By constructing a constant current circuit as shown in FIG. 2 by using such a circuit, a constant current circuit with little error of current value can be obtained.

In the following, the reason why variance of the collector current of BPT can be suppressed as small with the constitution shown in FIG. 3A and FIG. 3B is described by referring to FIG. 3B.

In FIG. 3B, W is the width of the base of BPT, and also the width of the channel formation region of JFET.

Hence, when W has becomes larger because of variance during preparation, the amplification ratio β of the BPT becomes smaller due to enlargement of the base width of BPT. However, because the width of the channel formation region of JFET is also enlarged at the same time, the drain current of said JFET, namely the base current of BPT becomes greater to compensate the reduction in the amplification ratio β, whereby the collector current of BPT becomes constant.

On the contrary, when W has become smaller because of variance during preparation, the amplification ratio β becomes larger, but the drain current of JFET becomes smaller, whereby the collector current can be made constant.

As described above, the constitution shown in FIGS. 3A and 3B, and the circuit shown in FIG. 4 can make the collector current value of BPT constant, thereby removing substantially variance occurring during preparation, because the collector current value will not be changed depending on variance of W during preparation.

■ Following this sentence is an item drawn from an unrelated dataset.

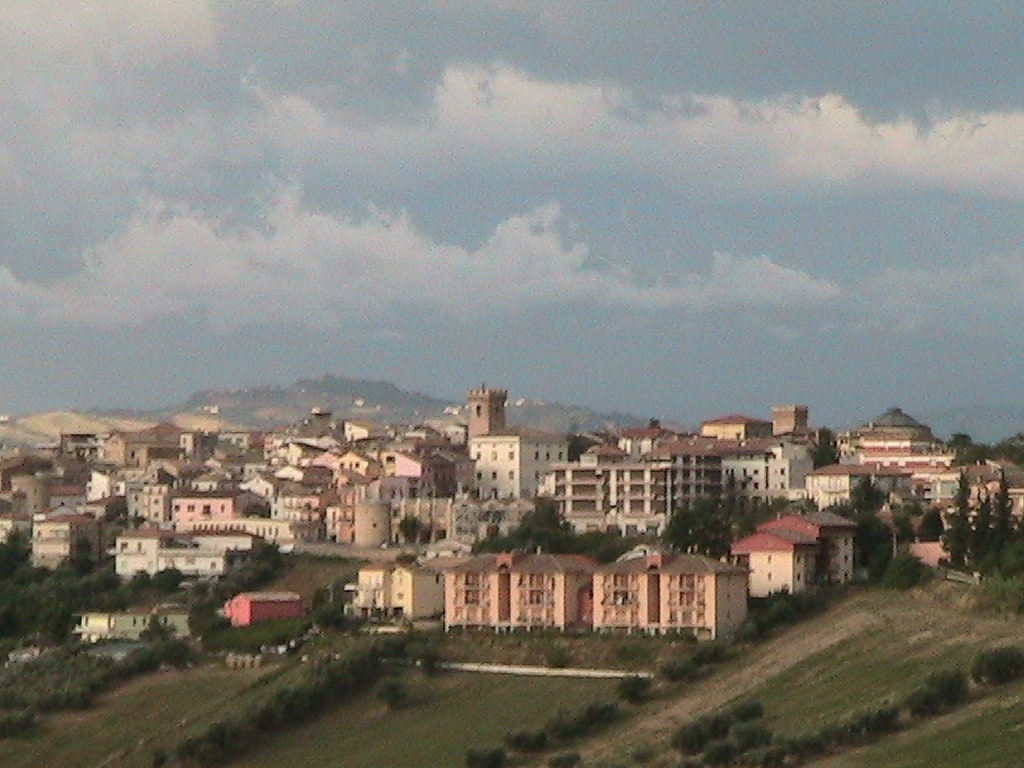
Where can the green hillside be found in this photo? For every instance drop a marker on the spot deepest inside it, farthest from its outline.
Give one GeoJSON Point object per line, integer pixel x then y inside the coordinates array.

Also, in this example, since the channel formation region of JFET and the base of BPT as well as the gate of JFET and the collector of BPT were made common to each other, respectively, the constitution of the constant current circuit could be simplified, and also the occupied area of the circuit could be made smaller.

EFFECT

As described above in detail, according to the present invention, a constant current circuit with small occupied area within the integrated circuit as well as good precision can be provided.

Therefore, according to the present invention, an analog integrated circuit with small chip size and high reliability can be provided.

Claims

1. A constant current circuit comprising:

a junction type field effect transistor comprising a channel forming region; and

a bipolar transistor comprising a base region, said channel forming region and said base region being common to each other.

2. A constant current circuit according to claim 1, wherein said junction type field effect transistor and said bipolar transistor are formed in a common region surrounded by an isolation region.

3. A constant current circuit according to claim 1, wherein said junction type field effect transistor further comprises a gate region, wherein said bipolar transistor further comprises a collector region, and wherein said gate region and said collector region are common to each other.

4. A circuit device comprising:

a bipolar transistor comprising,

a collector region of a first conductivity type,

a base region of a second conductivity type opposite to the first conductivity type, and

an emitter region of the first conductivity type; and

a junction type field effect transistor comprising,

a gate region of the first conductivity type electrically connected to said collector region,

a source region, and

a drain region of the second conductivity type, wherein said source region and said drain region are provided in contact with said base region of said bipolar transistor, and wherein said gate region is disposed between said drain region and said source region.

5. A circuit device according to claim 4, wherein said bipolar transistor comprises a high resistance region of the first conductivity type disposed between said base region and said collector region.

6. A circuit device according to claim 4, wherein said collector region of said bipolar transistor and said gate region of said junction type field effect transistor are disposed in continuous regions of a same conductivity type.

7. A circuit device according to claim 4, wherein said first conductivity type is n type.

8. A circuit device according to claim 4, wherein said first conductivity type is p type.

9. A circuit device according to claim 4, wherein at least one of said source region and said drain region is a contact region for said base region of said bipolar transistor.